L’avenue qui mène à la chapelle est en pente, c’est de loin que l’on repère sa modeste prière qui est une prière d’insérer. Entre la modernité dans l’envergure de ses ratages, insérez donc cette page d’histoire, cette enluminure qui fait voyager à elle seule.
Des artistes aiment l’écoute de la chapelle. L’aujourd’hui perce la muraille et nous apporte son lot de trains, d’ambulances qui parlent de blessures sous sa voûte. Mais la magie demeure. Tout ce qui traverse le texte de l’acteur, les notes du musicien, trouve ici sa place, dans ce repli du temps assailli par le temps. C’est une écriture du hasard qui s’y livre, où la cloche mêle son grain d’éternité. Comme les Grecs apprivoisaient la mer ou la montagne pour théâtraliser l’horizon, la chapelle des Brigittines glane le son des choses et c’est un surcroît d’émotions qui nous vient du hasard des passages sonores.
Les danseurs souvent la veulent nue et plus que nue. C’est dire sa beauté. Il lui faut peu de voiles pour ajouter à son mystère. Les murs portent la cicatrice d’une gloire qui nous assure que déjà avant nous, nous vivions.
La chapelle des Brigittines est comme une compagnie invisible sur les chemins de l’existence. J’aime à croire qu’elle affectionne les pieds sonores qui, après l’agenouillement, lui apportent le signe d’un autre rituel qui se déroule en son chœur. Elle nous offre la froideur apaisée de son corps, usé par les pieds, les genoux des orants et j’espère qu’il subsiste en elle un peu de contemplation qui nous gagne, d’attention implicite qui fait baisser la voix dès son seuil franchi. Ainsi en est-il des lieux sacrés, c’est-à-dire des lieux qui portent en eux leur propre réverbération. Lucrèce disait que tout lieu d’écho était un temple. La chapelle porte en elle les bruissements tus, les espoirs proférés dans le dialogue du silence.

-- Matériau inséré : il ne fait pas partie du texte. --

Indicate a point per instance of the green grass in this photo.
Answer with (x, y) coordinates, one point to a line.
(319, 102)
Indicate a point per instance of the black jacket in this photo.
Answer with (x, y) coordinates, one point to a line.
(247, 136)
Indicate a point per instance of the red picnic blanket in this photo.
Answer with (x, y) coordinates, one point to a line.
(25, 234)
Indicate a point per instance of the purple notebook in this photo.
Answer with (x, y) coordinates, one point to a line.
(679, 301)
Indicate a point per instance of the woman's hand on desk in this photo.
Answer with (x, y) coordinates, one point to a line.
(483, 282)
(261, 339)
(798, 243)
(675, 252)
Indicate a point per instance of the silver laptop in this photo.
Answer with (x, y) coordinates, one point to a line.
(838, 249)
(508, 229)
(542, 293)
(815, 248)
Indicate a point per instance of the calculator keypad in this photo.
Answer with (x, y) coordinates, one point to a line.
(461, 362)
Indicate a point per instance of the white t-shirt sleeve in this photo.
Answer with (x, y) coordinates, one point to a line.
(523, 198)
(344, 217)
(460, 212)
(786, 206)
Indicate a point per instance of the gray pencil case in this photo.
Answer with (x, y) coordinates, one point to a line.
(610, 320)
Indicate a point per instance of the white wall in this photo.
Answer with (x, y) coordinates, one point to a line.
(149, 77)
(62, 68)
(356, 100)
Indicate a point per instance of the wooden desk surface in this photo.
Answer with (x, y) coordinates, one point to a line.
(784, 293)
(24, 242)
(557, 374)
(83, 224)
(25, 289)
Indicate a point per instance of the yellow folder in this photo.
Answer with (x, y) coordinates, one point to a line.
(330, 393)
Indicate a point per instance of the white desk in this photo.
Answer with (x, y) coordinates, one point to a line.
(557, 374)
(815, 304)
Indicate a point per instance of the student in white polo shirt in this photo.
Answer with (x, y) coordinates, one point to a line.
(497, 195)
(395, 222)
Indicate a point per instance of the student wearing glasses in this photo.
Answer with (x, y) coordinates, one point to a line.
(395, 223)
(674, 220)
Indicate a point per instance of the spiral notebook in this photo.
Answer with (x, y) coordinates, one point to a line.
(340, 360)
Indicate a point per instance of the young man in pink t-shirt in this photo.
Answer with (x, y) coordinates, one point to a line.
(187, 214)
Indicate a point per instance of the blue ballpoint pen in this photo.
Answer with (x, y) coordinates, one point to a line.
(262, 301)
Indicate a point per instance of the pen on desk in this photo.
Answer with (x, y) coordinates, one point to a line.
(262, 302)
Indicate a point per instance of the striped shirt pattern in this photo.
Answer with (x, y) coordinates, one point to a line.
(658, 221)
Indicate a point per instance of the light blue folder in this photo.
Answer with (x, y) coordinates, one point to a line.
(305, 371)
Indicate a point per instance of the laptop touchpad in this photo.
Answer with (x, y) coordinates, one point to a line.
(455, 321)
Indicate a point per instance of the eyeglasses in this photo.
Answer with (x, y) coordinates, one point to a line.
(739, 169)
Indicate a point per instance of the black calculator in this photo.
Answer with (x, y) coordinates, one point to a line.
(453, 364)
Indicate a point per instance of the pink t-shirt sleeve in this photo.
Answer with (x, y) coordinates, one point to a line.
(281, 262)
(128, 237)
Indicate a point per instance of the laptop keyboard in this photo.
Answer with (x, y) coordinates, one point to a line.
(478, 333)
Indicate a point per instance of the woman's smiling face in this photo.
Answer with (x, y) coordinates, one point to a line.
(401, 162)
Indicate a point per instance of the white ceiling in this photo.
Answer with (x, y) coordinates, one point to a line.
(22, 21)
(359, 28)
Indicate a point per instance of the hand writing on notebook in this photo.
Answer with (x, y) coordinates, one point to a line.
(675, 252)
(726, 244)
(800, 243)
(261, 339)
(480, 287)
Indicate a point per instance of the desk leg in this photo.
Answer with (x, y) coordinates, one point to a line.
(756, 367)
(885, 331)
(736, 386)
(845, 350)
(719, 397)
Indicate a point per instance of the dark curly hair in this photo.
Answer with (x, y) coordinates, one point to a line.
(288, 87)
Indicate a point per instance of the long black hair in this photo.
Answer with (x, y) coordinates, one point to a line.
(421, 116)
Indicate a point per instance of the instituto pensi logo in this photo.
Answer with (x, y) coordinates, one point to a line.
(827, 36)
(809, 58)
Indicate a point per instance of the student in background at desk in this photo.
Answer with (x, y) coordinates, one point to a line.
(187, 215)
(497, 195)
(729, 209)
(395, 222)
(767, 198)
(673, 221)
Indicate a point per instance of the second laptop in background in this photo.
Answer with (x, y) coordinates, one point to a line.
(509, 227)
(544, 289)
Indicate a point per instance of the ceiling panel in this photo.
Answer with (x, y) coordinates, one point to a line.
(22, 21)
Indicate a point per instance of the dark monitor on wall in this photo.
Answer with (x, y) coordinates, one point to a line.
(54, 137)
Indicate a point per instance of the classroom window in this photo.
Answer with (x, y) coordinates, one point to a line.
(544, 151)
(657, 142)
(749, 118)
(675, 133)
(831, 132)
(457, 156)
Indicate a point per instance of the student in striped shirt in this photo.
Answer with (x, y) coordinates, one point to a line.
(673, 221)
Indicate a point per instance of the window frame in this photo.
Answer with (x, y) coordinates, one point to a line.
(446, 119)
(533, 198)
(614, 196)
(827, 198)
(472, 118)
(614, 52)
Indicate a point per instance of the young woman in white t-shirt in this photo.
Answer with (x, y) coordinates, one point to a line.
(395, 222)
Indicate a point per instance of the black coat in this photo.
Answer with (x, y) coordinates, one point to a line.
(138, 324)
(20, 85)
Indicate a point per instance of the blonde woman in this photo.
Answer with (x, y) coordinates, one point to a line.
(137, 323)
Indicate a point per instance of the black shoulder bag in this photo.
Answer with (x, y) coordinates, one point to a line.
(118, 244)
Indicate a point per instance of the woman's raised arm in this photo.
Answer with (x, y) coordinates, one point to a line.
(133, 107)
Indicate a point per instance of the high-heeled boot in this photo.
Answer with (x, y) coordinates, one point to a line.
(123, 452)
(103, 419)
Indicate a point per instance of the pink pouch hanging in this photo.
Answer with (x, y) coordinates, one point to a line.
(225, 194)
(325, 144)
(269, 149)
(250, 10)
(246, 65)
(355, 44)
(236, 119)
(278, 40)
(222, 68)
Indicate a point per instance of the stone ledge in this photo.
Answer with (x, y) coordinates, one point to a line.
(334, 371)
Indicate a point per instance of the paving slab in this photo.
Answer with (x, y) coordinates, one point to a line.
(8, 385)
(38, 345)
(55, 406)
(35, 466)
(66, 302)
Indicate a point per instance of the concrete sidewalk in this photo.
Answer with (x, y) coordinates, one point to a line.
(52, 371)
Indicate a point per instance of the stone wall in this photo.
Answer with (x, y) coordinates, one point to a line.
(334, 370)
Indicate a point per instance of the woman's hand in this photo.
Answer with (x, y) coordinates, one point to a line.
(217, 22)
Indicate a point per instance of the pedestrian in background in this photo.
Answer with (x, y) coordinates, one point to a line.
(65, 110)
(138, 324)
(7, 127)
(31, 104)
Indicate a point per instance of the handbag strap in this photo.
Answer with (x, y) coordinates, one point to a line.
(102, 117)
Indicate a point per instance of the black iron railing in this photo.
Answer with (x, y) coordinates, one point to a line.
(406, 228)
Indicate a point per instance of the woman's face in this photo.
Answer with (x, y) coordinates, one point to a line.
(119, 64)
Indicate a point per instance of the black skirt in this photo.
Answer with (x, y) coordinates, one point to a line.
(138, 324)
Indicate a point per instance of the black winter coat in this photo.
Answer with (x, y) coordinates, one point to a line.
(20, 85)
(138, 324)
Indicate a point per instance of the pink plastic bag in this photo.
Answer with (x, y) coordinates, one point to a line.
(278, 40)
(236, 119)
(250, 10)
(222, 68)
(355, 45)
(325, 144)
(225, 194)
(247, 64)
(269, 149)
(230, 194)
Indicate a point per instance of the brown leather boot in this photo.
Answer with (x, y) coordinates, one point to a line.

Je me souviens d’un concert où le musicien entrant par la porte latérale, celle qui mène aux bâtiments faisant office de coulisses, fut malmené par des pierres lancées du dehors par des enfants. Des enfants des immeubles tout proches, sans doute, qui assistaient de loin, par une soirée de juin à ce privilège, à cette gratuité qui est la définition même de la fête. Il a fallu fermer la porte à cette intrusion qui s’armait ce jour-là de projectiles. Ces enfants lapidaient la musique nous rappelant aussi à quel point la musique peut-être déchirante. Elle le fut ce soir-là, elle le fût par cette vision oblique des enfants armés de pierre, visant un rendez-vous avec la beauté. Ces enfants rebelles nous apprenaient qu’écouter de la musique est la seule soumission qui soit belle.
« C’est dans cet aller-retour entre le jeu et la direction d’acteurs que je trouve mon plaisir. »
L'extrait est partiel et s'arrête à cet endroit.